Jakarta, TAMBANG – Perhimpunan Ahli Pertambangan Indonesia (PERHAPI) mengakui bahwa saat ini, industri pertambangan dihadapkan berbagai tantangan yang berkaitan dengan perubahan situasi geopolitik, baik di tingkat global maupun nasional, serta fluktuasi suplai dan permintaan komoditas yang memengaruhi harga pasar. Termasuk dicemaskan oleh rencana revisi aturan terkait DHE dan revisi Undang-Undang Minerba.
Ketua Umum PERHAPI, Sudirman Widhy Hartono mempertanyakan urgensi revisi Undang-Undang Nomor 4 tahun 2009 tentang Pertambangan Minral dan Batu Bara. Karena itu PERHAPI berharap Badan Legislasi (Baleg) DPR RI yang tengah menggodok kebijakan ini untuk mengkaji ulang revisi UU tersebut.
“Di dalamnya adanya usulan memberikan perioritas perizinan pada Perguruan Tinggi dan UMKM. Meski baru dalam tahapan pembahasan awal namun PERHAPI menyayangkan munculnya rencana ini. PERHAPI meminta untuk dikaji secara lebih mendalam lagi,” jelas Widhy kepada tambang, dilansir Jumat (24/1).
Hal yang sama juga ditegaskan Wakil Ketua Umum PERHAPI, Resvani. Menurutnya Indonesia saat ini sedang berjalan pada track yang tepat secara khusus terkait industrialisasi.
“Hal yang penting dan harus didorong saat ini adalah industrialisasi yang tidak hanya dari sisi mainstream, seperti dari nikel dihasilkan feronikel kemudian diolah hingga menjadi stainlesteel dan precursor battery.
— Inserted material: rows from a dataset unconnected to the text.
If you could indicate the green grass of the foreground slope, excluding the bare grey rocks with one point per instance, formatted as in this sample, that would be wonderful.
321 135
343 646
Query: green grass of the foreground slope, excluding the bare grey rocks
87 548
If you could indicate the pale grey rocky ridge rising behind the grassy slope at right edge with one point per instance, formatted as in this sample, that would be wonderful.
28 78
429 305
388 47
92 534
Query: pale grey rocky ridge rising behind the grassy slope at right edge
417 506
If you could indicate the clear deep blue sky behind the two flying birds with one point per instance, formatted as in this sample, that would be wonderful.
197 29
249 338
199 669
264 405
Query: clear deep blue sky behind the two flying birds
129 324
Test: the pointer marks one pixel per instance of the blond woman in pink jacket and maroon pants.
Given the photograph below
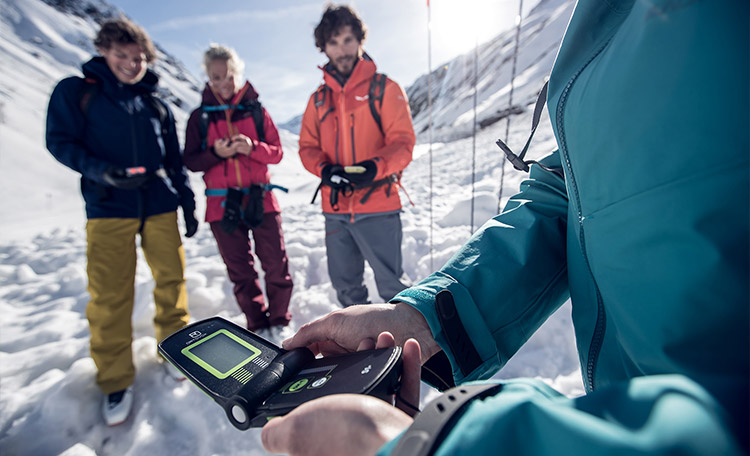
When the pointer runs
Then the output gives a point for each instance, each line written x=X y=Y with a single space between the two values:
x=232 y=140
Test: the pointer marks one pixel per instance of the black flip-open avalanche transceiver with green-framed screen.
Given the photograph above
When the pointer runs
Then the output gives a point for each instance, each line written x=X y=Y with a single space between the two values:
x=255 y=380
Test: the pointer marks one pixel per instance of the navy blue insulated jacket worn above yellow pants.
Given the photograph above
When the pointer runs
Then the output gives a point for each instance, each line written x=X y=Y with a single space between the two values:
x=120 y=129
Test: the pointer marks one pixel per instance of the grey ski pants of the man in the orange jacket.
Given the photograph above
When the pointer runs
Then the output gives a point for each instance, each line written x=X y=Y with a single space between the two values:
x=376 y=239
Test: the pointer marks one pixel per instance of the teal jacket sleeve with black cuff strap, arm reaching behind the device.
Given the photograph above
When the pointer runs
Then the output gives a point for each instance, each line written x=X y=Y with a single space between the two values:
x=508 y=278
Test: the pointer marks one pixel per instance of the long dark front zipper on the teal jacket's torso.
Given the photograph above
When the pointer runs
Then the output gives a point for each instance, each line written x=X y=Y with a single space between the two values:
x=600 y=327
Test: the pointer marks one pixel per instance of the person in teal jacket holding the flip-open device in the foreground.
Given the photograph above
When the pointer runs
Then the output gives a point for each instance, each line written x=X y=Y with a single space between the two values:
x=647 y=234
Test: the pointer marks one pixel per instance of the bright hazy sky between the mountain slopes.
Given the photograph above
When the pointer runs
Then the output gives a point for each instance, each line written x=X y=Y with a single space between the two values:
x=275 y=37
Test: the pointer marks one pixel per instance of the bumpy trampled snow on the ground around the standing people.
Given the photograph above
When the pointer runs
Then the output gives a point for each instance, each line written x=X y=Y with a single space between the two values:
x=49 y=403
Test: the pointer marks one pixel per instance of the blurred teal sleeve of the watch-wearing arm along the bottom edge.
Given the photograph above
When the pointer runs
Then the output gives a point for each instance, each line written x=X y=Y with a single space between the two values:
x=667 y=414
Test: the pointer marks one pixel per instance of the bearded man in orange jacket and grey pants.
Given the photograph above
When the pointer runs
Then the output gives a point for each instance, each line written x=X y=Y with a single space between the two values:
x=357 y=136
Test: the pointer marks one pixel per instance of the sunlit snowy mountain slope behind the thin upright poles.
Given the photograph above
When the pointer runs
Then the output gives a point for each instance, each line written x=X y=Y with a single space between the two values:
x=453 y=83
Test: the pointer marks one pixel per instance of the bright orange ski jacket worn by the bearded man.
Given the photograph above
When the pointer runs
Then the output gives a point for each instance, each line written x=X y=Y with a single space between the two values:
x=340 y=129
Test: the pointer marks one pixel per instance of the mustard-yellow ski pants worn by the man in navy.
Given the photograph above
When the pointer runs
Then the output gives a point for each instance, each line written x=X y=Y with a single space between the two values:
x=111 y=254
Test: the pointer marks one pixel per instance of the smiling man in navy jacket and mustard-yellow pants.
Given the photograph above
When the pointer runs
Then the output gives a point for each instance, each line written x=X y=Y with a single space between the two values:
x=111 y=129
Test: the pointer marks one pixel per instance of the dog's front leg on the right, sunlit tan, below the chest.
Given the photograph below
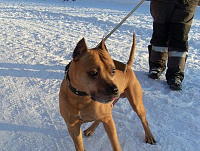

Kita harus berpikir bagaimana ekosistem industri bisa diwujudkan yaitu tumbuhnya industri-industri yang bisa menghasilkan produk-produk yang dibutukan dalam proses industrialisasi,” ucap Resvani.
Resvani menekankan bahwa Indonesia perlu mendefinisikan makna “sebesar-besar kemakmuran rakyat” yang tercantum dalam Pasal 33 UUD 1945 dengan mengoptimalkan peran sumber daya pertambangan untuk mendukung pertumbuhan dan pemerataan ekonomi, peningkatan indeks pembangunan manusia, penguasaan teknologi, keberlanjutan, serta menjaga pertahanan dan keamanan negara.
BPP PERHAPI Periode 2024-2027 Resmi Dilantik, Siap Majukan Industri Pertambangan Nasional
“Oleh karenanya, dengan kondisi tensi geopolitik dan geoekonomi dan kondisi kekuatan fiscal dalam negeri saat ini, maka strategy industrialisasi yang utuh sangat tepat untuk dilakukan baik dalam membantu membangun ketahanan di sektor pertahanan dan energi melalui pengembangan advance material untuk teknologi alutsista dan EBT termasuk PLTN, serta membantu pertumbuhan GDP dan Fiscal melalui pembangunan ekosistem industri sehingga dapat menopang APBN khususnya anggaran sektor pendidikan, penelitian, kesehatan, UMKM dan sosial kemasyarakatan,” jelas Resvani.
Ia juga menyayangkan adanya kebijakan yang memprioritaskan pemberian IUP kepada organisasi masyarakat, perguruan tinggi, dan UMKM. Menurutnya, sektor-sektor tersebut seharusnya berkembang melalui dukungan kekuatan fiskal negara. Penting untuk melindungi APBN dari potensi kebocoran serta menghindari program-program yang tidak menjadi prioritas atau cenderung sia-sia.
“Mereka harus dibiayayi agar dapat fokus, bukan didorong untuk mencari dana sendiri, terlebih Industri tambang punya karakteristik seperti padat modal, tekonologi tinggi serta beresiko tinggi. Jangan sampai kesalahan-kesalahan di operasional bisa berakibat fatal bagi pelaku sendiri. Oleh karenanya kalau pun harus diketok palu dan kemudian Perguruan Tinggi boleh mengelola pertambangan maka aturannya harus dibuat dan ditegakkan untuk melindungi mereka dengan mitigasi seluruh resiko,” ungkapnya.
Aspek lain yang menurut pandangan Resvani penting terkait revisi UU Minerba ini adalah ketahanan cadangan. Kata dia, pemerintah dan stakeholder pertambangan lebih memperhatikan konservasi cadangan dan eksplorasi demi keberlanjutan industri.
“Saat ini Pemerintah sudah harus memperhatikan aspek konservasi cadangan dan eksplorasi. Kesinambungan pasokan harus tercermin dalam kebijakan yang benar benar dapat menstimulus kegiatan investasi eksplorasi,” pungkas Resvani.